Rice University doctoral student Moayed Haji Ali has introduced a new approach called ElasticDiffusion, presented in a peer-reviewed paper at the 2024 Institute of Electrical and Electronics Engineers (IEEE) Conference on Computer Vision and Pattern Recognition (CVPR) in Seattle. ElasticDiffusion aims to resolve the issues associated with non-square images and improve the overall accuracy of generated visuals.

Haji Ali explains that while diffusion models excel at creating square images, they encounter difficulties when tasked with generating images of different aspect ratios. This problem arises because these models combine local and global signals—detailed pixel-level information and overall image outline—into a single data stream.

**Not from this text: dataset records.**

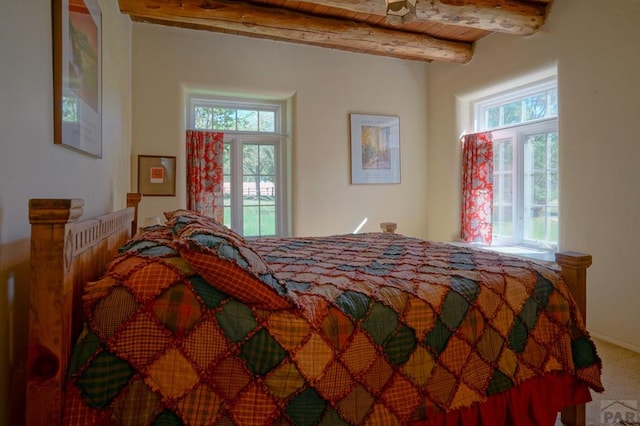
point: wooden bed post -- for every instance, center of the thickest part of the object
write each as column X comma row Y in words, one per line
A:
column 49, row 313
column 574, row 271
column 65, row 255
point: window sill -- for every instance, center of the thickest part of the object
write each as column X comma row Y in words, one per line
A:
column 528, row 252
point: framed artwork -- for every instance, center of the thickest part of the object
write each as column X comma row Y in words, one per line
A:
column 375, row 149
column 77, row 75
column 156, row 175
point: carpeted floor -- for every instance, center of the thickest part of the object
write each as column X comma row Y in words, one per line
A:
column 619, row 404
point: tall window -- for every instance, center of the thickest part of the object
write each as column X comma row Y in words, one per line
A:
column 254, row 159
column 524, row 123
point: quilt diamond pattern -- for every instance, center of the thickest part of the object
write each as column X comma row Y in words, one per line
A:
column 376, row 329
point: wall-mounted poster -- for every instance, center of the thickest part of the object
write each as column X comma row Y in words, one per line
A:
column 77, row 75
column 375, row 149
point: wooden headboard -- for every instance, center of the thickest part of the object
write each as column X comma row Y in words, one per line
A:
column 65, row 254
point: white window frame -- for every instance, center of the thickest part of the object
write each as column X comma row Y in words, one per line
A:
column 237, row 139
column 519, row 133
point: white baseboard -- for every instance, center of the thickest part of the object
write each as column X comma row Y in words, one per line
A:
column 615, row 341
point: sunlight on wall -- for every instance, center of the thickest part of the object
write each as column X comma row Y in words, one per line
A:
column 359, row 227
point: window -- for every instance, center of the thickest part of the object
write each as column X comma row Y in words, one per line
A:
column 254, row 161
column 524, row 123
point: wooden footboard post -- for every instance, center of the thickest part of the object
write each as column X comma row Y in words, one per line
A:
column 574, row 271
column 49, row 313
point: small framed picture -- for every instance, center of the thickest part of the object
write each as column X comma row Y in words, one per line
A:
column 156, row 175
column 375, row 149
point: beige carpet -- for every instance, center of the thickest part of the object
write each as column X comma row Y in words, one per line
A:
column 619, row 404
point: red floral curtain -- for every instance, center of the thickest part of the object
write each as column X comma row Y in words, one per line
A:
column 477, row 187
column 204, row 173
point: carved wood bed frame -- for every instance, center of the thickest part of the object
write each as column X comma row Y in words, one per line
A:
column 67, row 253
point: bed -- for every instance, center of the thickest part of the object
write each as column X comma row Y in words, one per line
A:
column 189, row 323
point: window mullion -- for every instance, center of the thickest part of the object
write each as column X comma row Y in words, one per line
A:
column 237, row 188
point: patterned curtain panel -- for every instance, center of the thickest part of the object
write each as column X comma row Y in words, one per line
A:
column 477, row 187
column 204, row 173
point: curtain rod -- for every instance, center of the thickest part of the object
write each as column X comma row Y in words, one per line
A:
column 230, row 132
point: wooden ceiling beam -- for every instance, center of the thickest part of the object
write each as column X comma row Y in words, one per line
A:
column 504, row 16
column 239, row 17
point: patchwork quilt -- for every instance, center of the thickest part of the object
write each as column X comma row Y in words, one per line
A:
column 192, row 324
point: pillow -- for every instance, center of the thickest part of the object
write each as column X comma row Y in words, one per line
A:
column 227, row 261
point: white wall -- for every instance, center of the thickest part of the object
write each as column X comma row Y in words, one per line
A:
column 595, row 47
column 324, row 85
column 31, row 166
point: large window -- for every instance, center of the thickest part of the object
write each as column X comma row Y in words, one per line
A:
column 524, row 123
column 254, row 161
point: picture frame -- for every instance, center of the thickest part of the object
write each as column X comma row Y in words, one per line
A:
column 77, row 75
column 156, row 175
column 375, row 149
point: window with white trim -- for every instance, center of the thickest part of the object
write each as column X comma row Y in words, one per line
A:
column 254, row 160
column 524, row 123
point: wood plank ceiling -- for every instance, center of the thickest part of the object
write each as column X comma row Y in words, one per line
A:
column 440, row 30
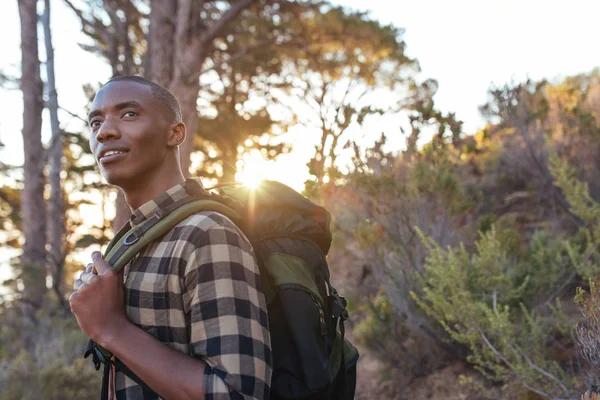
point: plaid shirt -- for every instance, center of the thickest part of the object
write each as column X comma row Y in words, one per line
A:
column 198, row 290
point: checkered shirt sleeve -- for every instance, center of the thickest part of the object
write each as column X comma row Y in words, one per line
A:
column 222, row 294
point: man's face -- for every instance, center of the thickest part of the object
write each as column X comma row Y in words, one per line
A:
column 128, row 133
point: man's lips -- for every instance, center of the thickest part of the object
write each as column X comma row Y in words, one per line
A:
column 112, row 156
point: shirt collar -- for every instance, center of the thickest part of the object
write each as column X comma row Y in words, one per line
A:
column 163, row 200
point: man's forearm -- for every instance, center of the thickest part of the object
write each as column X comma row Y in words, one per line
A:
column 171, row 374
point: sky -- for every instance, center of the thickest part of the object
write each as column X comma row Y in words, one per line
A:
column 466, row 45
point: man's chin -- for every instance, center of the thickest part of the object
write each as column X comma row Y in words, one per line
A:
column 115, row 178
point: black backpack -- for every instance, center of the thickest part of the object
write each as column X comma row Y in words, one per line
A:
column 312, row 359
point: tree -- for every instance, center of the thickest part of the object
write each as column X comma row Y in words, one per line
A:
column 174, row 44
column 33, row 215
column 345, row 62
column 180, row 36
column 56, row 220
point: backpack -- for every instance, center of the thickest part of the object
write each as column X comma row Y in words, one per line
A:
column 312, row 358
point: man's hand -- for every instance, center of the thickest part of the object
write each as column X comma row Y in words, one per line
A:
column 98, row 303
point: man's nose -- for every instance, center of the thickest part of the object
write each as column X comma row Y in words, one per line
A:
column 108, row 130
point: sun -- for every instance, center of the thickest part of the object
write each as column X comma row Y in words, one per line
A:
column 254, row 170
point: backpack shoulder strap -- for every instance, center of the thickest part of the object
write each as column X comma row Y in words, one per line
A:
column 124, row 247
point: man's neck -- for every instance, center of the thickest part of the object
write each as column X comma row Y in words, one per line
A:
column 141, row 192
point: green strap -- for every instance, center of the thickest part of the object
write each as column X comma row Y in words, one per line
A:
column 125, row 252
column 128, row 245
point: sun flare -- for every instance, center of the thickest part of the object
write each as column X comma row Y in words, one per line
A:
column 254, row 169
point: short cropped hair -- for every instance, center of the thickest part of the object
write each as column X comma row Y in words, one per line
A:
column 161, row 94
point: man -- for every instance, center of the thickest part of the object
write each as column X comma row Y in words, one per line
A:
column 188, row 316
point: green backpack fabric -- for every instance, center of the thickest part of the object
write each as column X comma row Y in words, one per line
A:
column 312, row 359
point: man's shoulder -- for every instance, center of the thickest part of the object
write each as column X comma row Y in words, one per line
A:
column 196, row 227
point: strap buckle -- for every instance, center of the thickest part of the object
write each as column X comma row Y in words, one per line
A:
column 132, row 238
column 97, row 356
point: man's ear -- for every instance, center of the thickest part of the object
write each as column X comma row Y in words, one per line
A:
column 176, row 135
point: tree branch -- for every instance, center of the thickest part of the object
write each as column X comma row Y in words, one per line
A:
column 540, row 370
column 228, row 15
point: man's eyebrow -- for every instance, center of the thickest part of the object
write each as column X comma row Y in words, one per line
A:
column 118, row 107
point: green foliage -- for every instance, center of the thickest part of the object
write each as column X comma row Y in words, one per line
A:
column 378, row 323
column 43, row 357
column 588, row 330
column 480, row 300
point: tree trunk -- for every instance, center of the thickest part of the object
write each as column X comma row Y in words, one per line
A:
column 56, row 220
column 32, row 200
column 188, row 98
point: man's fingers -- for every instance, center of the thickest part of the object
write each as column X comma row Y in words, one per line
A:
column 78, row 283
column 87, row 277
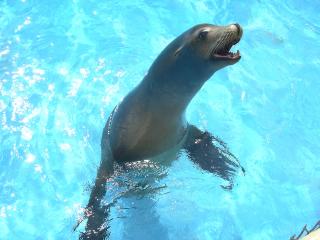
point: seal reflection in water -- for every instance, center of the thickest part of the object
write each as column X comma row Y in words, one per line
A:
column 151, row 118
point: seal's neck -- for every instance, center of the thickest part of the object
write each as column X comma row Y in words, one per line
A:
column 172, row 92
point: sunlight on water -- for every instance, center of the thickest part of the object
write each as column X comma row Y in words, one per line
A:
column 65, row 65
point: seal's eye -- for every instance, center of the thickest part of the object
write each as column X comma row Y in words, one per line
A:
column 202, row 35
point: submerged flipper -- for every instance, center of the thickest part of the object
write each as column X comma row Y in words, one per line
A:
column 211, row 154
column 97, row 212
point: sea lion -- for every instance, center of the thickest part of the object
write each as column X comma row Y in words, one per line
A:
column 151, row 118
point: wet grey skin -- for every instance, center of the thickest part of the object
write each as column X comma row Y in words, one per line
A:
column 151, row 118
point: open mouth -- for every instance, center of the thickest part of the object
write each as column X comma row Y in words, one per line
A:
column 225, row 53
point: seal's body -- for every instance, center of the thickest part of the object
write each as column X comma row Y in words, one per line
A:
column 151, row 118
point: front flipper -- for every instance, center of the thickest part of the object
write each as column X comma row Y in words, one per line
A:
column 97, row 212
column 211, row 154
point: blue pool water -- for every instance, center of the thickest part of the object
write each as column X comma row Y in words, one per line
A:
column 64, row 65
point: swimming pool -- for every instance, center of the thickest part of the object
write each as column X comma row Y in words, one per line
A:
column 65, row 65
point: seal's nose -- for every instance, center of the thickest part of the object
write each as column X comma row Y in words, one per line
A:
column 237, row 27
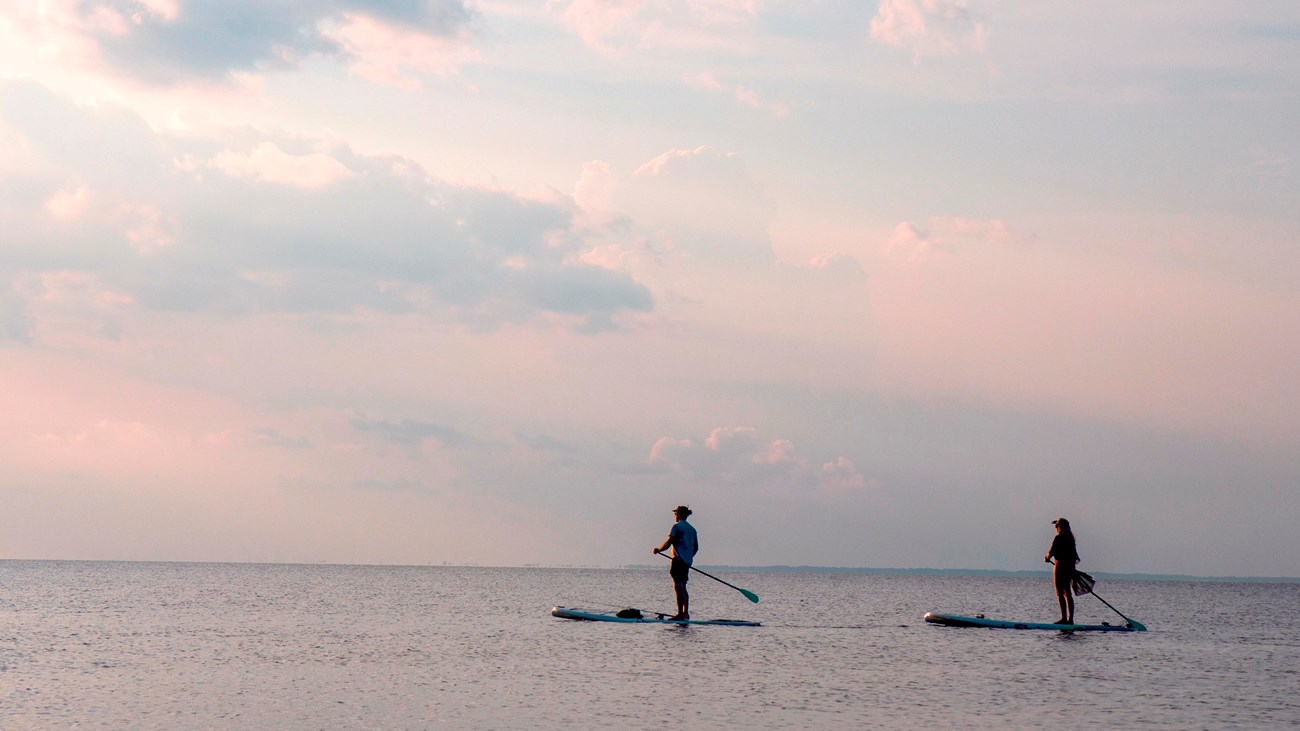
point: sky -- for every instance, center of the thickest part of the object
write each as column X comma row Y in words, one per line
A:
column 882, row 284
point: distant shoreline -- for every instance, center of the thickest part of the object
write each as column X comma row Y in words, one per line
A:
column 988, row 572
column 999, row 572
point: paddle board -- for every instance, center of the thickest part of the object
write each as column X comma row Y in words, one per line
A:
column 566, row 613
column 958, row 621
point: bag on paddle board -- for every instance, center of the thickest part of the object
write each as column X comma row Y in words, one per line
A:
column 1082, row 583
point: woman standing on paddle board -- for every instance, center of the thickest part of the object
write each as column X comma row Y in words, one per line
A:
column 684, row 543
column 1066, row 556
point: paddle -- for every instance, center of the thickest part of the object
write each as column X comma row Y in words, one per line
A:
column 1083, row 584
column 748, row 593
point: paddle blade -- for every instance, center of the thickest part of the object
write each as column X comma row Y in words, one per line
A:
column 1082, row 584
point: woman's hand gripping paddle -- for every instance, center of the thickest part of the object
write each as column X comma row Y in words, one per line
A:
column 748, row 593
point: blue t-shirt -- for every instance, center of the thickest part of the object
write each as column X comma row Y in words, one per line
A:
column 685, row 543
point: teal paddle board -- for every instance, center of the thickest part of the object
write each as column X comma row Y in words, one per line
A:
column 566, row 613
column 979, row 621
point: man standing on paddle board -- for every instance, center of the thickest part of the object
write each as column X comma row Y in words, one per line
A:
column 1067, row 556
column 684, row 543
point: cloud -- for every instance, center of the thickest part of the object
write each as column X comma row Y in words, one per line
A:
column 170, row 42
column 255, row 223
column 744, row 95
column 930, row 27
column 943, row 236
column 611, row 26
column 703, row 203
column 269, row 163
column 737, row 457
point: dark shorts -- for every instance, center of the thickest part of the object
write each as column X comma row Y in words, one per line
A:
column 680, row 571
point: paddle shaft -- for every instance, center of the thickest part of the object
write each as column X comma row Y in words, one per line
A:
column 1112, row 606
column 748, row 593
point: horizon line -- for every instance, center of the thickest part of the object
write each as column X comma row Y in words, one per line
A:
column 770, row 569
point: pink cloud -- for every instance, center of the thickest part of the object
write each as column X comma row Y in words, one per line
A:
column 394, row 56
column 267, row 161
column 928, row 27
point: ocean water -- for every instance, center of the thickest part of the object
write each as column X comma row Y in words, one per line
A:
column 206, row 645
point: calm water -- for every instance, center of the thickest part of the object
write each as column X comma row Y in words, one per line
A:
column 183, row 645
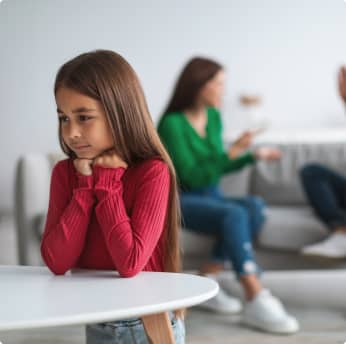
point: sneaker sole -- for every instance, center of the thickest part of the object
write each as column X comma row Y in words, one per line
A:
column 219, row 311
column 320, row 257
column 269, row 330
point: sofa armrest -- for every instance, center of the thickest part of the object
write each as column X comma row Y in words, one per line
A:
column 32, row 184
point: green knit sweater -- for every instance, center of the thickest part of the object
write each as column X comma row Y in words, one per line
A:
column 199, row 161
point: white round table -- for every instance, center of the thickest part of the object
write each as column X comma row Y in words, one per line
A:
column 32, row 297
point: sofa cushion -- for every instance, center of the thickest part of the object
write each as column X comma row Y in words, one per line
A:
column 290, row 228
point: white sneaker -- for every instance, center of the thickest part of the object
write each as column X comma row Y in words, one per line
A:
column 266, row 312
column 333, row 247
column 223, row 303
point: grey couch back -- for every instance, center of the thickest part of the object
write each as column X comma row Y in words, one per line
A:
column 278, row 182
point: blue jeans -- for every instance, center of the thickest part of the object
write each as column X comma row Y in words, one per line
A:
column 235, row 222
column 128, row 332
column 326, row 192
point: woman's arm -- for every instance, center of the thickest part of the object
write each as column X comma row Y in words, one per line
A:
column 131, row 239
column 194, row 172
column 67, row 220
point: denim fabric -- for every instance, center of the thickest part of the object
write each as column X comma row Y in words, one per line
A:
column 128, row 332
column 326, row 192
column 235, row 222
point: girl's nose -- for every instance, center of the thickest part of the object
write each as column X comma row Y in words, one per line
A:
column 74, row 131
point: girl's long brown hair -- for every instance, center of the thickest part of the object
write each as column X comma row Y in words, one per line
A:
column 106, row 76
column 196, row 73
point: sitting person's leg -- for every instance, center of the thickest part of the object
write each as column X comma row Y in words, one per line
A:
column 230, row 223
column 326, row 192
column 255, row 207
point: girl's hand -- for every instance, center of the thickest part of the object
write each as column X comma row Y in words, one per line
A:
column 267, row 153
column 83, row 166
column 241, row 144
column 109, row 159
column 342, row 83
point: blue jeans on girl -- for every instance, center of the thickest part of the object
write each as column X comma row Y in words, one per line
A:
column 128, row 332
column 326, row 192
column 234, row 222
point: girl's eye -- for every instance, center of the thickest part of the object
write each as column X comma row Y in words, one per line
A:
column 63, row 119
column 84, row 118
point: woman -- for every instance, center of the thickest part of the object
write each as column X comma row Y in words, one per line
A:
column 191, row 131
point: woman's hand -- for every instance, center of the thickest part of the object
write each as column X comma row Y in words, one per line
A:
column 109, row 159
column 83, row 166
column 267, row 153
column 240, row 144
column 342, row 83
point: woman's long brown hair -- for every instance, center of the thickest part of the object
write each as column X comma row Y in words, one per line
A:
column 196, row 73
column 107, row 77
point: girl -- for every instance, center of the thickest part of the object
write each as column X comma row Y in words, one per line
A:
column 113, row 203
column 191, row 131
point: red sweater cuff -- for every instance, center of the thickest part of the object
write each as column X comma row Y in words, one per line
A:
column 107, row 180
column 85, row 182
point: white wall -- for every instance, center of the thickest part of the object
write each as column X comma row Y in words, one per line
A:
column 287, row 51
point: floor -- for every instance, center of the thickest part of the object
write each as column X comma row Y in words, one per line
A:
column 318, row 326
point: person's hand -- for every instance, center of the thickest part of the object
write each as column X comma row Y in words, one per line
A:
column 109, row 159
column 240, row 144
column 342, row 83
column 83, row 166
column 267, row 153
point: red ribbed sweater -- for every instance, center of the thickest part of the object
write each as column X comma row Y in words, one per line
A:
column 113, row 219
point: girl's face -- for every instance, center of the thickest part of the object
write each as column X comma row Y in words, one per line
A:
column 212, row 92
column 84, row 125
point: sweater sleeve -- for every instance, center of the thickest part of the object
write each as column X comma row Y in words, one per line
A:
column 67, row 221
column 196, row 172
column 131, row 239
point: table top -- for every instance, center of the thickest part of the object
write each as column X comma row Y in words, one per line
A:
column 32, row 297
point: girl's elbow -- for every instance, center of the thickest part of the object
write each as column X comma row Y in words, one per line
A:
column 129, row 272
column 56, row 268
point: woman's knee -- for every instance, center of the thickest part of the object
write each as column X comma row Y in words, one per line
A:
column 235, row 218
column 256, row 204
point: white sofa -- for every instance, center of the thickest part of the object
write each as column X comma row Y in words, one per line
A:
column 290, row 221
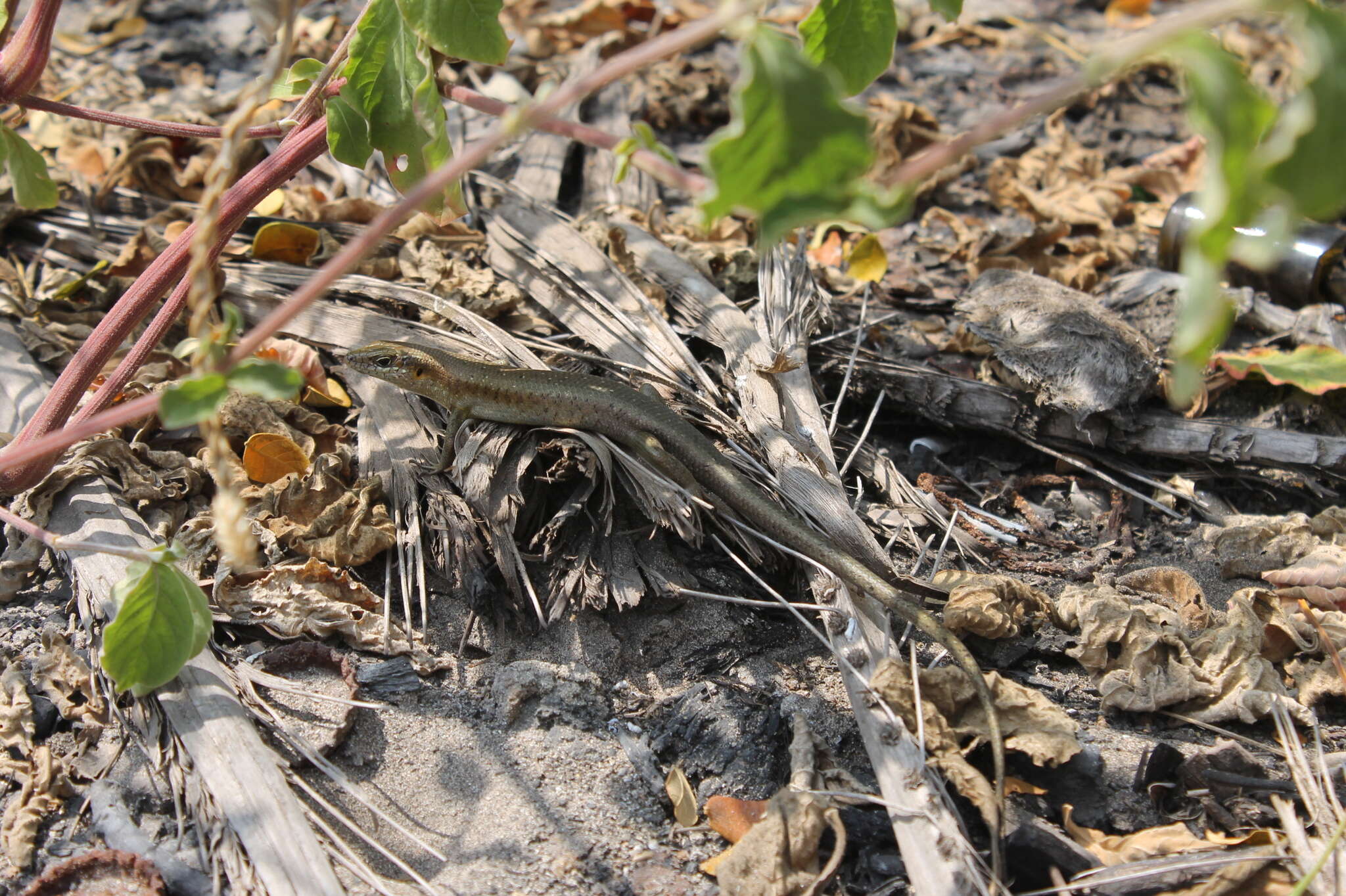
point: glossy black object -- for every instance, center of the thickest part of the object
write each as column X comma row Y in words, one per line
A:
column 1298, row 279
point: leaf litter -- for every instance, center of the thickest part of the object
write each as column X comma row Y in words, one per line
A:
column 1154, row 638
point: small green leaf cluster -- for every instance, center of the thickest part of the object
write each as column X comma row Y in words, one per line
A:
column 162, row 621
column 795, row 154
column 33, row 186
column 1267, row 167
column 197, row 397
column 390, row 101
column 642, row 139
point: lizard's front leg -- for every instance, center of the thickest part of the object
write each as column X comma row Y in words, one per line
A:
column 457, row 417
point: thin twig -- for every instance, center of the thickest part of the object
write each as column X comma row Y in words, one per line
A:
column 850, row 365
column 149, row 125
column 864, row 432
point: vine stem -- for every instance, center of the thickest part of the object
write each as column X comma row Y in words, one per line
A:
column 353, row 252
column 33, row 453
column 296, row 150
column 306, row 109
column 149, row 125
column 60, row 543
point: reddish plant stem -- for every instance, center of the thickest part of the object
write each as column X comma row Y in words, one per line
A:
column 61, row 543
column 152, row 335
column 353, row 252
column 50, row 444
column 652, row 163
column 300, row 147
column 39, row 443
column 24, row 55
column 149, row 125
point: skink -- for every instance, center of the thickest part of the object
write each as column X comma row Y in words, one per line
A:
column 474, row 390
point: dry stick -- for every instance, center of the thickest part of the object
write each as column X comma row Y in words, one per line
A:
column 149, row 125
column 350, row 255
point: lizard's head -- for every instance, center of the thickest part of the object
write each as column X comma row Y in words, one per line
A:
column 399, row 363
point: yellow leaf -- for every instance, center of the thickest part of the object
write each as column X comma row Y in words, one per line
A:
column 867, row 260
column 684, row 798
column 286, row 241
column 271, row 204
column 268, row 457
column 334, row 396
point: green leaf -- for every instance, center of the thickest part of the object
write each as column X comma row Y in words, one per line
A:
column 1233, row 116
column 854, row 38
column 1312, row 174
column 296, row 79
column 950, row 10
column 348, row 133
column 792, row 152
column 1315, row 369
column 163, row 621
column 33, row 186
column 191, row 400
column 462, row 29
column 392, row 87
column 266, row 378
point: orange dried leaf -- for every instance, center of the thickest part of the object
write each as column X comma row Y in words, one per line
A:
column 286, row 241
column 731, row 818
column 268, row 457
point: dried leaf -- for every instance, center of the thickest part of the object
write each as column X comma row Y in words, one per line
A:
column 1324, row 570
column 268, row 457
column 731, row 818
column 990, row 606
column 1119, row 849
column 867, row 260
column 1143, row 660
column 271, row 204
column 330, row 396
column 683, row 797
column 1174, row 589
column 16, row 724
column 779, row 855
column 955, row 721
column 318, row 600
column 43, row 786
column 319, row 516
column 286, row 241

When faced with non-square dimensions, the models often produce visual imperfections due to the repetition or misalignment of these signals.

The ElasticDiffusion method innovates by separating local and global signals into distinct conditional and unconditional generation paths. This separation allows the model to handle the additional space required for non-square images more effectively. By subtracting the conditional model from the unconditional one, ElasticDiffusion produces a score that captures overall image information. Subsequently, it applies detailed pixel-level data in quadrants, ensuring that global information such as the aspect ratio and image content remains intact and avoids confusion.

Despite its promising results, ElasticDiffusion currently requires 6-9 times more processing time compared to other diffusion models. The research team aims to reduce this time to match the efficiency of models like Stable Diffusion and DALL-E while maintaining the enhanced image quality.

The introduction of ElasticDiffusion marks a significant step forward in generative AI, offering the potential for more accurate and versatile image generation. This advancement could transform how AI models are used in various applications, from digital art to real-world object recognition.